James North
Mondoweiss / May 20, 2022
In the book Nineteen Eighty-Four, George Orwell invented the “memory hole.” That’s where the U.S. mainstream media is sending further coverage of the killing of Palestinian reporter Shireen Abu Akleh.
In Nineteen Eighty-Four, George Orwell invented “the memory hole.” Along the corridors in the Ministry of Truth were chutes leading down to enormous basement furnaces. You got rid of unpleasant documents and reports by dropping them in those chutes and promptly forgetting they ever existed.
The U.S. mainstream media is dumping news about the killing of the prominent Palestinian-American journalist Shireen Abu Akleh down the memory hole. Just 6 days ago, there were global headlines when Israeli police attacked mourners at her funeral after she was shot in the head while reporting in occupied Palestine.
Since then, though, The New York Times has not said a word. Nor has The Washington Post.
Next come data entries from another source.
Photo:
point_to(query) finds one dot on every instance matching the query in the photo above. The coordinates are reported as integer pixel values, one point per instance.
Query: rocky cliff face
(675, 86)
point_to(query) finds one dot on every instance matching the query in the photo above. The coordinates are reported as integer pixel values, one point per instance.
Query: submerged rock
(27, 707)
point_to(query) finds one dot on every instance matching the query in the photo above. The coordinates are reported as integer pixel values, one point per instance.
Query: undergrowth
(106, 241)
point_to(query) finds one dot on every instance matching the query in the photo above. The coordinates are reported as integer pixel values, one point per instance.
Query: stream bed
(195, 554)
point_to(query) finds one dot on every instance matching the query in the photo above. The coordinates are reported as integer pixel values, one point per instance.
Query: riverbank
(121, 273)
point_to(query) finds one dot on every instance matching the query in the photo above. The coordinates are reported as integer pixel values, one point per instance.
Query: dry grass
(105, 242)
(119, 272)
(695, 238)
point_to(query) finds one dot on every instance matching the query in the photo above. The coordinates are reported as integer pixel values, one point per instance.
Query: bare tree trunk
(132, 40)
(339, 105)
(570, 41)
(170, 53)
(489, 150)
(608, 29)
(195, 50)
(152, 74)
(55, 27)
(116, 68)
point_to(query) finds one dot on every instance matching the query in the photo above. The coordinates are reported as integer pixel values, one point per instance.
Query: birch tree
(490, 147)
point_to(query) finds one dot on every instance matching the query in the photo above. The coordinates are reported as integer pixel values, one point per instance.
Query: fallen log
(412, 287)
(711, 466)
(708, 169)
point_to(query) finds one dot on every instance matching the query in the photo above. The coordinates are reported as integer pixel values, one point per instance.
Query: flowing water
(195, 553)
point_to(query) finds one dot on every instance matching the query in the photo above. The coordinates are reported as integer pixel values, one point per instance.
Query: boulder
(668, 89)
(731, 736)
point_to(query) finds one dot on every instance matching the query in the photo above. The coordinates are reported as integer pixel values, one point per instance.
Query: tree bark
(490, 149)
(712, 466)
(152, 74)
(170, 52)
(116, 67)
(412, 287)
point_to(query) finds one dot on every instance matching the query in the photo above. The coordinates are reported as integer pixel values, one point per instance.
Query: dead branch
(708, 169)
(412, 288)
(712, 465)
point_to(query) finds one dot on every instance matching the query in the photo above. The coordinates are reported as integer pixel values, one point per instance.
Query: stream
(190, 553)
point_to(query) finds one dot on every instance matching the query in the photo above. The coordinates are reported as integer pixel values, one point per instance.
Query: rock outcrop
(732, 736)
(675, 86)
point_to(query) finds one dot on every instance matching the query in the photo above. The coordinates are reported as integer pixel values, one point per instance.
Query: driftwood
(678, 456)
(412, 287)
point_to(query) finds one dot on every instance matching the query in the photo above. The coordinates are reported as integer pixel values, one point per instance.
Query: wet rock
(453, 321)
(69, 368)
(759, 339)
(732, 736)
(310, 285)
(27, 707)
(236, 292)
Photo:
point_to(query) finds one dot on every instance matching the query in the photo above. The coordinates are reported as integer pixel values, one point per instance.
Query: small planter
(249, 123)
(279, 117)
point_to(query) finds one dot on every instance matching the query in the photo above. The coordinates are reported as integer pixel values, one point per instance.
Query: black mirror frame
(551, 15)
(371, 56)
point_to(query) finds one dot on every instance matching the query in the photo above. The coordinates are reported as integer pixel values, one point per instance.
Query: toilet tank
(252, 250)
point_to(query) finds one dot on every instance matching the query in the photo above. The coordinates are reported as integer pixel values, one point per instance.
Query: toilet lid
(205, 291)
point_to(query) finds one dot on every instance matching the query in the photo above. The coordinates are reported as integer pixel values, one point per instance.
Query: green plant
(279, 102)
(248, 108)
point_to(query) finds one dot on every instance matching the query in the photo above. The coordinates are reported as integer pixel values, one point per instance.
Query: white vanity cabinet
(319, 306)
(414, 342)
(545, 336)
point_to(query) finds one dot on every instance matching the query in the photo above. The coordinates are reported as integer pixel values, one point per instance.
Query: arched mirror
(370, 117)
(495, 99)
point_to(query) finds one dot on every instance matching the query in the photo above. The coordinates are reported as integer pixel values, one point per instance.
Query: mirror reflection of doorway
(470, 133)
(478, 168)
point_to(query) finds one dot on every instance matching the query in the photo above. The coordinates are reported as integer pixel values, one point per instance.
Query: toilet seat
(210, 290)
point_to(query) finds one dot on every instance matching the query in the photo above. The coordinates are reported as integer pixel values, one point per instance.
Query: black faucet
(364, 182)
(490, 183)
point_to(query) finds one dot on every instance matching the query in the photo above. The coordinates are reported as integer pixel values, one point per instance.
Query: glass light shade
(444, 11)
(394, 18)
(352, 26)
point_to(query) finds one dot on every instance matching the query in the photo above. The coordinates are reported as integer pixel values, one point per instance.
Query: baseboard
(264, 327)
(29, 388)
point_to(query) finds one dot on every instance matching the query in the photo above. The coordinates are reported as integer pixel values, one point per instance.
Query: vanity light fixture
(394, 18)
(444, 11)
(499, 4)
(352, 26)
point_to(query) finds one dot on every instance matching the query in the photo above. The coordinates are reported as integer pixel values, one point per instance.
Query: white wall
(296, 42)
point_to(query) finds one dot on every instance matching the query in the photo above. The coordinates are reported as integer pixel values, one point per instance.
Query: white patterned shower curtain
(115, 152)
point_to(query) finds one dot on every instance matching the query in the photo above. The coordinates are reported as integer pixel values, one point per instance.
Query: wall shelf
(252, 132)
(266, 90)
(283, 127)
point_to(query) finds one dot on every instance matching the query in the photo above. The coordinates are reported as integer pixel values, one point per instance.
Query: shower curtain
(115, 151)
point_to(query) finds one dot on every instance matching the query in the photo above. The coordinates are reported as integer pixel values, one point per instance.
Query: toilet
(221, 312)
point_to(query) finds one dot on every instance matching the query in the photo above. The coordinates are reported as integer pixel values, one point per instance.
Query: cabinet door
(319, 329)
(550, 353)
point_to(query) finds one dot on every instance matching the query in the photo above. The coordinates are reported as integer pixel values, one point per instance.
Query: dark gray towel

National Public Radio has not carried an on-air report since its original biased contribution (although its website did run an intriguing Associated Press story).
Nor have the mainstream media opinion sections spoken out — about what was, after all, the killing of one of their colleagues while she was doing her job. No editorials in The New York Times. No Op-Ed pieces. Similar total silence in The Washington Post.
(The Post‘s silence is a telling contrast with its vigorous reaction after the Saudi Crown Prince Mohammed ordered the murder of its columnist, Jamal Khashoggi, back in October 2018.)
The mainstream blackout is not due to a lack of “news.” The Israeli daily Haaretz reported yesterday that the Israeli military will not investigate whether its soldiers shot Shireen Abu Akleh — even though eyewitnesses and human rights groups say they did. Amos Harel’s report was mildly disappointing and he slanted it pro-military, but he at least got to part of the truth by paragraph 6:
. . . one of the reasons [to not probe] was the belief that such an investigation. . . would provoke opposition within the [Israeli military] and in Israeli society in general.”
The Associated Press article (half-hidden on the NPR website) had another potential follow-up reporting angle. Bellingcat, the Dutch-based consortium of researchers, did an extensive probe that said “its initial findings lent support to Palestinian witnesses who said she [Abu Akleh] was killed by Israeli fire.” The sophisticated Bellingcat investigation makes fascinating reading; the AP report explained that “the material came from both Palestinian and Israeli military sources, and the analysis looked at such factors as time stamps, the location of the videos, shadows and a forensic audio analysis of gunshots.”
From the mainstream American media: crickets. The cement has already hardened around their first reports, which gave equal or more room to Israel’s contention that “Palestinian gunmen” had killed Abu Akleh.
Journalists are supposed to be like firefighters — if one of you is killed in action the rest of you show up in solidarity and you don’t shut up. Apparently, though, there’s an exception — when the Israeli army (almost certainly) kills your colleague.